The argument for Randomized OOS seems strong as a test of OOS robustness for different market environments. By analyzing where the original backtest fits within the simulated distribution (DV #1), I should be able to get a sense of how fair the OOS period is and whether it contributes positively or negatively to OOS results. Also, if all simulations are above zero (DV #2) then I feel more confident this strategy is likely to be profitable during the time period studied.
In the same breath, Randomized OOS is a reflection of IS results. The better IS performance, the greater the chance for better scores on DV #1 and DV #2. I could look at the total equity curve and separately evaluate IS vs. OOS, but I think the stress test may portray this more clearly.

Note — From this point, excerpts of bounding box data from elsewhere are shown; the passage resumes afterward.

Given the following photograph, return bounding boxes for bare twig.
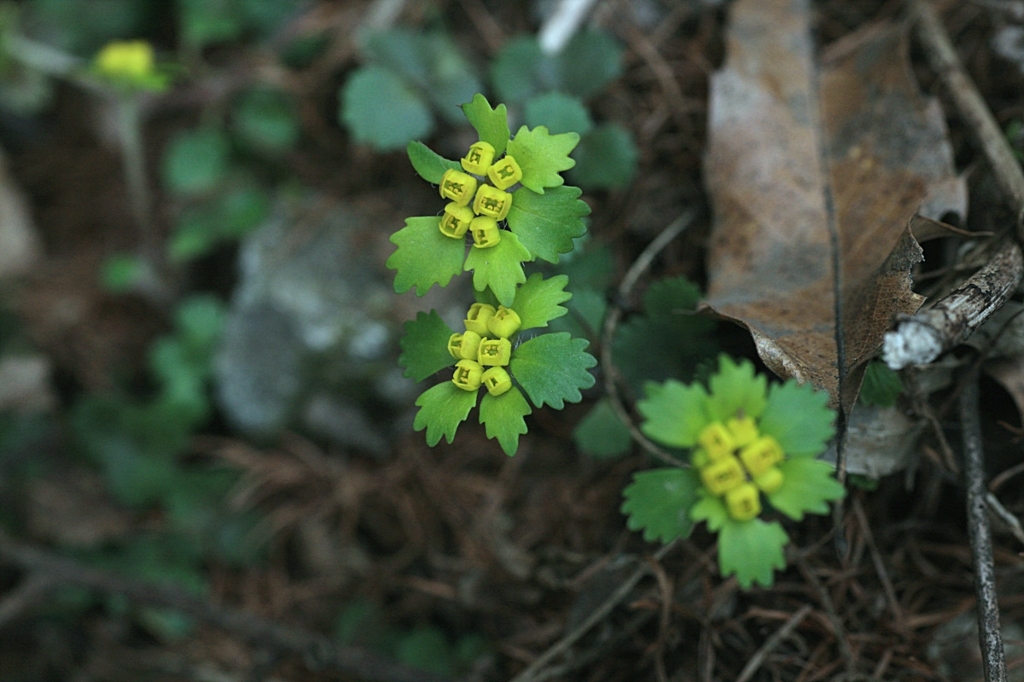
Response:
[910,0,1024,232]
[959,371,1007,682]
[736,604,813,682]
[882,241,1024,370]
[601,211,695,467]
[512,540,679,682]
[0,532,447,682]
[537,0,597,54]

To make for a viable strategy, I want the actual backtested OOS equity to be in the lower 2/3 of the simulated distribution and a Yes on DV #2. I also want to see decent IS performance, but the latter is probably redundant if I am looking at Randomized OOS. My study, then, is to determine whether strategies that pass Randomized OOS are more likely to go on to produce profitable results in the future (similar to this third paragraph).
Perhaps the highest-level study I can do with the software is to build the best strategies and see what percentage proceed to do well* afterward. Since the software builds strategies based on IS results, I could save time by testing on IS and looking to see what percentage of best strategies do well OOS. This could serve as a benchmark for what percentage of best strategies that also meet stress testing criteria go on to do well. The big challenge is to find strategies that pass the stress tests. This is also the most time-consuming activity.
The latter process, though, is probably already shortened now that I have rejected the Noise Test. Related future studies include exploration of the merits of MC simulation and MC drawdown.
* — Operational definition required. “Do well” could mean positive PNL or
some minimal score on other fitness functions.